Ivy took a deep breath in as the memories undoubtedly played inside her head. I couldn't imagine what horrors she hear and witnessed. Packs could be violent and volatile when an alpha gives an order like attack.
She had let out a heavy breath as she locked her eyes with mine. The sadness in them was blue enough to drown anyone in sorrow.
"Riley, my brother, and I ran for days. He wasn't old enough to shift so we weren't able to get very far. They... found us a few days after we escaped." Ivy squeezed her eyes shut reliving the memory as if it were yesterday. "I tried to protect him, I really did." She sobbed through chocking breathes. "-but what more could I do. I nearly lost my life too that day but Riley, he actually died. I wasn't good enough Phinny."
I reached out pulling her onto the ground with me and wrapping her up in my warm embrace. Fury bubbled inside me like boiling water. How can packs, a name meant to be family, just take one of their own's life away?
It was cruel.
"If I didn't..." Ivy cried
"No, Ivy-" I rubbed soothing circles on her back. "Don't you dare blame yourself. You have no control over what others do. You only have control over yourself."
"Exactly! I shouldn't have told anyone I shouldn't have paraded myself around like being a homosexual was something to be proud about." She muttered aggressively rubbing at her emerald eyes. "I was so fucking stupid."
I grabbed her wrists as she continued to rub her face raw. Pull here hands away from her face revealed a red faced, puffy eyed Ivy. Her natural red hair beamed like fire against her flushed red face.
"Enough." I demanded tired of all this self degrading language. Ivy was anything but stupid and weak; he'll she doesn't bat an eyelash when she insults Osiris. If anything should scream her confidence and independence it would be that.
"You think all these things about yourself Ivy but you are none of them. You are loyal, you are honest. Maybe more than you should be, but your honest none the less." I giggled. A hint of a smile cracked at the corners of her mouth. "You are beautiful, you are strong. I can't tell you how many times you've nearly gave me a concussion." She chuckled at the light hearted memory. "The point is Ivy what happened has happened and there's no way to go back and change any of it.
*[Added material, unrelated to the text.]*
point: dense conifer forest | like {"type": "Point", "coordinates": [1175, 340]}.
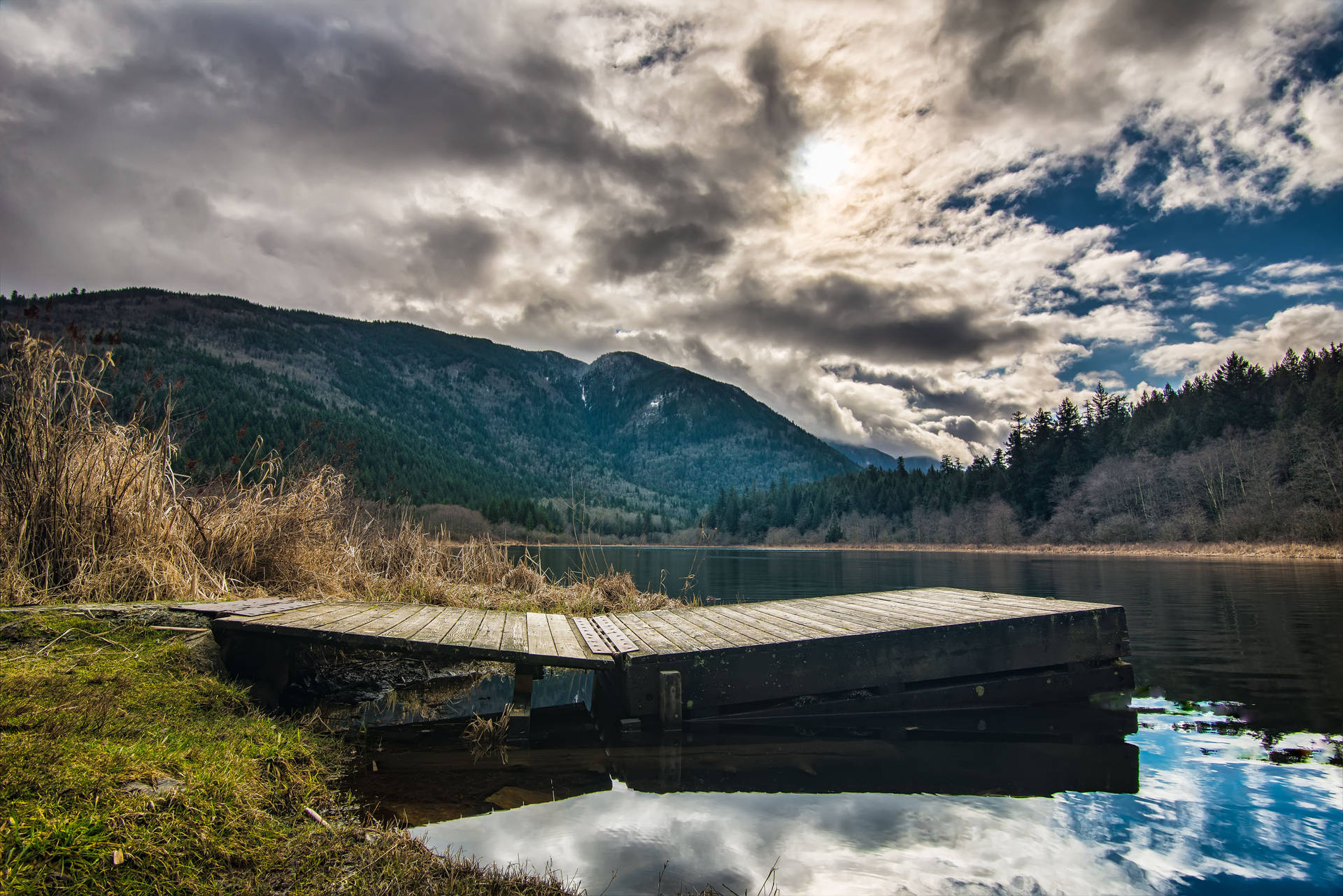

That doesn't mean we forget or hold all the pain inside, it means we remember and work through it and realize you aren't to blame for someone else's actions they are, only your own."
Ivy sniffles before taking a large breath to calm herself.
"I don't agree with you but times heals." She muttered standing up, I followed shortly after her. "I can't change the past, damn it do I wish I could get revenge." Her eyes gleamed emerald green before dissipating to their natural forest like composition.
The door to the training cabin swung open as a familiar scientist stepped in. His uncoordinated arms stuffed high with folders and wrinkled papers tried tirelessly to close the door to no avail. Jensen was become notorious with his clumsiness making me seem like a skilled acrobat.
Fumbling about his items he was finally able to grab the handle of the door and shut up.
"Jesus Christ you'd think the wind was trying to blow away the darn door." He growled irked. "Anyways, I've come to take a sample of your blood again Seraphina. This time let's numb that arm of yours."
I audible gulped as I reluctant rolled my sleeve up and sit in the nearby chair. This will go quick I told myself as nausea bubbled in my stomach like an overflowing caldron. Just a pinch and a few seconds of pain and it'll be over.